Ruiping Fan, assistant professor of public and social administration at City University of Hong Kong, will give a lecture entitled “Beyond Liberty and Equality: Some Confucian Reflections on the Place of the Family in Health Care” at 4 p.m. Friday (March 19) in the auditorium of the University of Notre Dame’s McKenna Hall.
Fan advocates a strong role for the family in medical decisions, drawing on a Confucian appreciation of social bonds, rituals, virtues and responsibilities. The notion that families should play a role in determining the health care of their members is in tension with the individualist view of liberty now fashionable in the West and crucial in American bioethics. Fan is critical of this view and calls for a reconsideration of the individualist commitment to liberty and free choice.
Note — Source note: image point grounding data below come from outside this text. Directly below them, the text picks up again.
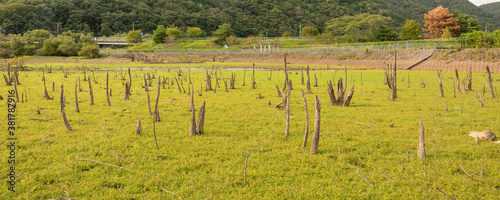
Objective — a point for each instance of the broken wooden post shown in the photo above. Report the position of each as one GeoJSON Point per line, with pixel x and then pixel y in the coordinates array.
{"type": "Point", "coordinates": [253, 76]}
{"type": "Point", "coordinates": [308, 82]}
{"type": "Point", "coordinates": [107, 88]}
{"type": "Point", "coordinates": [469, 84]}
{"type": "Point", "coordinates": [304, 143]}
{"type": "Point", "coordinates": [302, 77]}
{"type": "Point", "coordinates": [192, 125]}
{"type": "Point", "coordinates": [46, 94]}
{"type": "Point", "coordinates": [331, 93]}
{"type": "Point", "coordinates": [279, 92]}
{"type": "Point", "coordinates": [287, 113]}
{"type": "Point", "coordinates": [149, 102]}
{"type": "Point", "coordinates": [127, 88]}
{"type": "Point", "coordinates": [340, 92]}
{"type": "Point", "coordinates": [80, 85]}
{"type": "Point", "coordinates": [286, 71]}
{"type": "Point", "coordinates": [130, 84]}
{"type": "Point", "coordinates": [156, 114]}
{"type": "Point", "coordinates": [315, 80]}
{"type": "Point", "coordinates": [138, 129]}
{"type": "Point", "coordinates": [178, 85]}
{"type": "Point", "coordinates": [317, 120]}
{"type": "Point", "coordinates": [348, 98]}
{"type": "Point", "coordinates": [66, 123]}
{"type": "Point", "coordinates": [246, 162]}
{"type": "Point", "coordinates": [244, 74]}
{"type": "Point", "coordinates": [208, 86]}
{"type": "Point", "coordinates": [490, 81]}
{"type": "Point", "coordinates": [441, 93]}
{"type": "Point", "coordinates": [91, 93]}
{"type": "Point", "coordinates": [458, 81]}
{"type": "Point", "coordinates": [201, 120]}
{"type": "Point", "coordinates": [15, 88]}
{"type": "Point", "coordinates": [481, 101]}
{"type": "Point", "coordinates": [76, 97]}
{"type": "Point", "coordinates": [232, 81]}
{"type": "Point", "coordinates": [421, 141]}
{"type": "Point", "coordinates": [225, 84]}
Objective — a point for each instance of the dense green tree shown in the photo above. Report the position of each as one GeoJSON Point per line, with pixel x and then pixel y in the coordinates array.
{"type": "Point", "coordinates": [412, 30]}
{"type": "Point", "coordinates": [134, 37]}
{"type": "Point", "coordinates": [309, 31]}
{"type": "Point", "coordinates": [36, 37]}
{"type": "Point", "coordinates": [287, 34]}
{"type": "Point", "coordinates": [467, 23]}
{"type": "Point", "coordinates": [90, 51]}
{"type": "Point", "coordinates": [385, 33]}
{"type": "Point", "coordinates": [68, 46]}
{"type": "Point", "coordinates": [357, 28]}
{"type": "Point", "coordinates": [194, 32]}
{"type": "Point", "coordinates": [325, 38]}
{"type": "Point", "coordinates": [50, 47]}
{"type": "Point", "coordinates": [222, 33]}
{"type": "Point", "coordinates": [476, 39]}
{"type": "Point", "coordinates": [173, 32]}
{"type": "Point", "coordinates": [437, 20]}
{"type": "Point", "coordinates": [160, 34]}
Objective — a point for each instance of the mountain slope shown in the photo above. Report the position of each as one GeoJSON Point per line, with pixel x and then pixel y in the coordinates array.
{"type": "Point", "coordinates": [493, 8]}
{"type": "Point", "coordinates": [247, 17]}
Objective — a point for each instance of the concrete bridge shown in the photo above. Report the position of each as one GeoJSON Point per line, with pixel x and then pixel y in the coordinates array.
{"type": "Point", "coordinates": [109, 42]}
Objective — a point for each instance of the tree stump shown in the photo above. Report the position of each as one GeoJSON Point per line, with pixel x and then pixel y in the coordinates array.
{"type": "Point", "coordinates": [66, 123]}
{"type": "Point", "coordinates": [421, 141]}
{"type": "Point", "coordinates": [317, 121]}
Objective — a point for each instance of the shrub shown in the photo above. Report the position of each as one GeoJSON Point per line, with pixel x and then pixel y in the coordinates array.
{"type": "Point", "coordinates": [89, 51]}
{"type": "Point", "coordinates": [134, 37]}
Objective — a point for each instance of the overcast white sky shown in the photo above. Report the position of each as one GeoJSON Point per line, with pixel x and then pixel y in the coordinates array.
{"type": "Point", "coordinates": [481, 2]}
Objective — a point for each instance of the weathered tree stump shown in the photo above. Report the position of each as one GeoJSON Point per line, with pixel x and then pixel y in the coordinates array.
{"type": "Point", "coordinates": [91, 93]}
{"type": "Point", "coordinates": [201, 120]}
{"type": "Point", "coordinates": [192, 125]}
{"type": "Point", "coordinates": [441, 93]}
{"type": "Point", "coordinates": [348, 99]}
{"type": "Point", "coordinates": [76, 96]}
{"type": "Point", "coordinates": [156, 114]}
{"type": "Point", "coordinates": [107, 89]}
{"type": "Point", "coordinates": [306, 134]}
{"type": "Point", "coordinates": [138, 129]}
{"type": "Point", "coordinates": [421, 141]}
{"type": "Point", "coordinates": [66, 123]}
{"type": "Point", "coordinates": [490, 82]}
{"type": "Point", "coordinates": [308, 82]}
{"type": "Point", "coordinates": [317, 121]}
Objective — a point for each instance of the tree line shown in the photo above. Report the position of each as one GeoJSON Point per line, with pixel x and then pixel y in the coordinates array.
{"type": "Point", "coordinates": [247, 17]}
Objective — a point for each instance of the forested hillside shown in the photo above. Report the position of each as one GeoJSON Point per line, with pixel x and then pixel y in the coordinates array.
{"type": "Point", "coordinates": [493, 8]}
{"type": "Point", "coordinates": [247, 17]}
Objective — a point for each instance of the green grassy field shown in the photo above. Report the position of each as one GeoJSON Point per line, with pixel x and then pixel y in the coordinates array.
{"type": "Point", "coordinates": [211, 165]}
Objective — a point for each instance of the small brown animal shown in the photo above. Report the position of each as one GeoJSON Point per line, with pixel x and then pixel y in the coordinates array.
{"type": "Point", "coordinates": [486, 134]}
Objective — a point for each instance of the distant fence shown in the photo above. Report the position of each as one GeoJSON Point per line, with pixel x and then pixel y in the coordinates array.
{"type": "Point", "coordinates": [452, 43]}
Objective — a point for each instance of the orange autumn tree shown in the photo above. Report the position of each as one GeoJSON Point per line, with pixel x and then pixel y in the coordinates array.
{"type": "Point", "coordinates": [437, 21]}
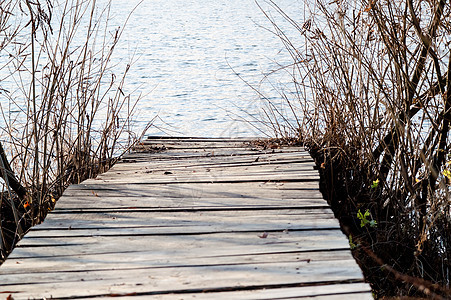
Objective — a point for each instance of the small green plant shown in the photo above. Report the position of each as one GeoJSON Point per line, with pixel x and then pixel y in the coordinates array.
{"type": "Point", "coordinates": [352, 244]}
{"type": "Point", "coordinates": [364, 221]}
{"type": "Point", "coordinates": [375, 184]}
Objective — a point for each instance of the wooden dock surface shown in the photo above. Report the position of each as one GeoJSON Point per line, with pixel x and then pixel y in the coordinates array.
{"type": "Point", "coordinates": [190, 219]}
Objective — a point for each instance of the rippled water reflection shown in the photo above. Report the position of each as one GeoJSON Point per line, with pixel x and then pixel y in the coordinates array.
{"type": "Point", "coordinates": [186, 53]}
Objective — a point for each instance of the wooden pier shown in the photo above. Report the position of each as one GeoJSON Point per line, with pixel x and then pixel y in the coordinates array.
{"type": "Point", "coordinates": [190, 219]}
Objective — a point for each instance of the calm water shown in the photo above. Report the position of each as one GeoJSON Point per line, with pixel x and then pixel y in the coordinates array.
{"type": "Point", "coordinates": [185, 55]}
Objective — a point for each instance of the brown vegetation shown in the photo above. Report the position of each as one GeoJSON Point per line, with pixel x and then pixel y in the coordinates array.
{"type": "Point", "coordinates": [66, 116]}
{"type": "Point", "coordinates": [373, 105]}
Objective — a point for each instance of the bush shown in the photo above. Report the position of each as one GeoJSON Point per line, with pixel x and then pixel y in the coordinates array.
{"type": "Point", "coordinates": [66, 114]}
{"type": "Point", "coordinates": [373, 104]}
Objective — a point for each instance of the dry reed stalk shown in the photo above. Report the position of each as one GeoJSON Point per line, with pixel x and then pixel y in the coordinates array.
{"type": "Point", "coordinates": [372, 82]}
{"type": "Point", "coordinates": [73, 114]}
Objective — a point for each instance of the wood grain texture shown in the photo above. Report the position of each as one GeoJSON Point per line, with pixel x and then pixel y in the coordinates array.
{"type": "Point", "coordinates": [190, 218]}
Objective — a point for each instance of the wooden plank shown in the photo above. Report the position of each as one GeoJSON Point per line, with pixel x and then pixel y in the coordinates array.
{"type": "Point", "coordinates": [213, 244]}
{"type": "Point", "coordinates": [207, 218]}
{"type": "Point", "coordinates": [148, 280]}
{"type": "Point", "coordinates": [350, 291]}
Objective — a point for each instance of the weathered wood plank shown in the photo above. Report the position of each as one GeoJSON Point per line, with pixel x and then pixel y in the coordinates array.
{"type": "Point", "coordinates": [351, 291]}
{"type": "Point", "coordinates": [206, 218]}
{"type": "Point", "coordinates": [104, 282]}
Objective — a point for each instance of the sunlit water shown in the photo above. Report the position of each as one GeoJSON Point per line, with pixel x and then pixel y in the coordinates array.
{"type": "Point", "coordinates": [196, 65]}
{"type": "Point", "coordinates": [187, 54]}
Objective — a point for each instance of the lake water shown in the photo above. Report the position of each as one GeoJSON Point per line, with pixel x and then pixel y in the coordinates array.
{"type": "Point", "coordinates": [185, 55]}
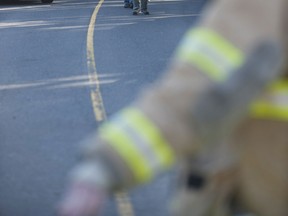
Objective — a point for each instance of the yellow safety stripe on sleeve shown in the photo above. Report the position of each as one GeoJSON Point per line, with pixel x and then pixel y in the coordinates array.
{"type": "Point", "coordinates": [127, 150]}
{"type": "Point", "coordinates": [275, 106]}
{"type": "Point", "coordinates": [210, 53]}
{"type": "Point", "coordinates": [151, 133]}
{"type": "Point", "coordinates": [139, 143]}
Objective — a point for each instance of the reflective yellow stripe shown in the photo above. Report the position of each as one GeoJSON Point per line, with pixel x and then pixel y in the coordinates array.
{"type": "Point", "coordinates": [127, 150]}
{"type": "Point", "coordinates": [268, 111]}
{"type": "Point", "coordinates": [148, 131]}
{"type": "Point", "coordinates": [272, 108]}
{"type": "Point", "coordinates": [210, 53]}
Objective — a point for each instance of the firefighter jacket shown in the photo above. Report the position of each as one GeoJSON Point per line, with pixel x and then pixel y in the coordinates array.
{"type": "Point", "coordinates": [157, 130]}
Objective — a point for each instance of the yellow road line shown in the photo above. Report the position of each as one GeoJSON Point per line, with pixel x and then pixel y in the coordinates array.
{"type": "Point", "coordinates": [125, 207]}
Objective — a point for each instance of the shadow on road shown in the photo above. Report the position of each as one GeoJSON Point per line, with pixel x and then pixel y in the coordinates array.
{"type": "Point", "coordinates": [19, 2]}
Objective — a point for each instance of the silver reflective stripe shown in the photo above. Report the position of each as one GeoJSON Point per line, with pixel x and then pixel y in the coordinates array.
{"type": "Point", "coordinates": [141, 143]}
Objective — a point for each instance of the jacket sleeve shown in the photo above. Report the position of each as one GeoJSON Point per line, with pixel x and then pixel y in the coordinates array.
{"type": "Point", "coordinates": [147, 137]}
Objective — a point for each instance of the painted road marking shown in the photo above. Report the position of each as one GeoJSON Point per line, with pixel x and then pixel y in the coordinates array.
{"type": "Point", "coordinates": [125, 207]}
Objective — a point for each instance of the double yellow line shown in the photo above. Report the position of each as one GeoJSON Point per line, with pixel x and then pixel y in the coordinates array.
{"type": "Point", "coordinates": [124, 205]}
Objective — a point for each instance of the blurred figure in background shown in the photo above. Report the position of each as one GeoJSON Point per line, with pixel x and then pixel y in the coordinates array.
{"type": "Point", "coordinates": [128, 4]}
{"type": "Point", "coordinates": [219, 115]}
{"type": "Point", "coordinates": [140, 6]}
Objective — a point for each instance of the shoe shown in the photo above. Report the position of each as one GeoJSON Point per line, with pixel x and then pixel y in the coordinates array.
{"type": "Point", "coordinates": [145, 12]}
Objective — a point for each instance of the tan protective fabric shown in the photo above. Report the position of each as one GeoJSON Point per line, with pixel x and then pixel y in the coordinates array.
{"type": "Point", "coordinates": [259, 173]}
{"type": "Point", "coordinates": [257, 162]}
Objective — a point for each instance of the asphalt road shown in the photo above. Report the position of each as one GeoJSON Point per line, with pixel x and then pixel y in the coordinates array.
{"type": "Point", "coordinates": [46, 109]}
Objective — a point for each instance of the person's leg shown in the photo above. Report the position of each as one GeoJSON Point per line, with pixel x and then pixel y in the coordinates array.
{"type": "Point", "coordinates": [144, 7]}
{"type": "Point", "coordinates": [135, 7]}
{"type": "Point", "coordinates": [126, 4]}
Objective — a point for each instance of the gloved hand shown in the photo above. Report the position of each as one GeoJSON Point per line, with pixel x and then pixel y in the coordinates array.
{"type": "Point", "coordinates": [82, 200]}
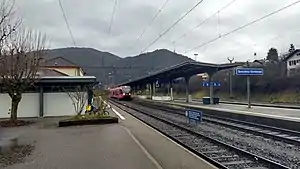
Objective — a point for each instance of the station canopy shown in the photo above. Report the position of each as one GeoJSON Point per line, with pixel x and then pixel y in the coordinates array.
{"type": "Point", "coordinates": [185, 69]}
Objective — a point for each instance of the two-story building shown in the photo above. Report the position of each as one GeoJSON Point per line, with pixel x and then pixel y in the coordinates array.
{"type": "Point", "coordinates": [293, 63]}
{"type": "Point", "coordinates": [49, 97]}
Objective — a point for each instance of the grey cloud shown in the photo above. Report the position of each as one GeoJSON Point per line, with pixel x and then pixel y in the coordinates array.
{"type": "Point", "coordinates": [90, 20]}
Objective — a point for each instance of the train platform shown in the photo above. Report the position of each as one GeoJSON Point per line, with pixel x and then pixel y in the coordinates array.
{"type": "Point", "coordinates": [269, 112]}
{"type": "Point", "coordinates": [147, 148]}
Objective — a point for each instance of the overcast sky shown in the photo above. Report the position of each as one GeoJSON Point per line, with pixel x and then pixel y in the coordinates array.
{"type": "Point", "coordinates": [90, 19]}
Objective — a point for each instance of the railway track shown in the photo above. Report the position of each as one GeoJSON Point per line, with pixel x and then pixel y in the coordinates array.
{"type": "Point", "coordinates": [221, 154]}
{"type": "Point", "coordinates": [278, 134]}
{"type": "Point", "coordinates": [286, 106]}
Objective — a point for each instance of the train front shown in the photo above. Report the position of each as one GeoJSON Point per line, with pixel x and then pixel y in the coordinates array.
{"type": "Point", "coordinates": [126, 95]}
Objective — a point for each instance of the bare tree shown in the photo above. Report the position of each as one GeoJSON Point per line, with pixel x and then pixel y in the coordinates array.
{"type": "Point", "coordinates": [79, 99]}
{"type": "Point", "coordinates": [8, 20]}
{"type": "Point", "coordinates": [20, 55]}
Fan was graduated from the Baotou College of Medicine in China and holds a doctoral degree in philosophy from Rice University. He is the author of more than 40 articles on cross-cultural studies in bioethics and the philosophy of medicine and is the editor of ?Confucian Bioethics." He is assistant editor of the Journal of Medicine and Philosophy and co-editor of the International Journal of Chinese and Comparative Philosophy of Medicine. He serves on the editorial board of Dao: A Journal of Comparative Philosophy and is directing a research project on “Informed Consent and Chinese Familism” funded by the Hong Kong Research Grant Council.
The lecture is sponsored by the Notre Dame Alumni Association’s Alumni Continuing Education office as the 19th annual J. Philip Clarke Family Lecture in Medical Ethics. The Clarke lecture is the keynote address for the Alumni Association’s annual meeting of Notre Dame alumni physicians.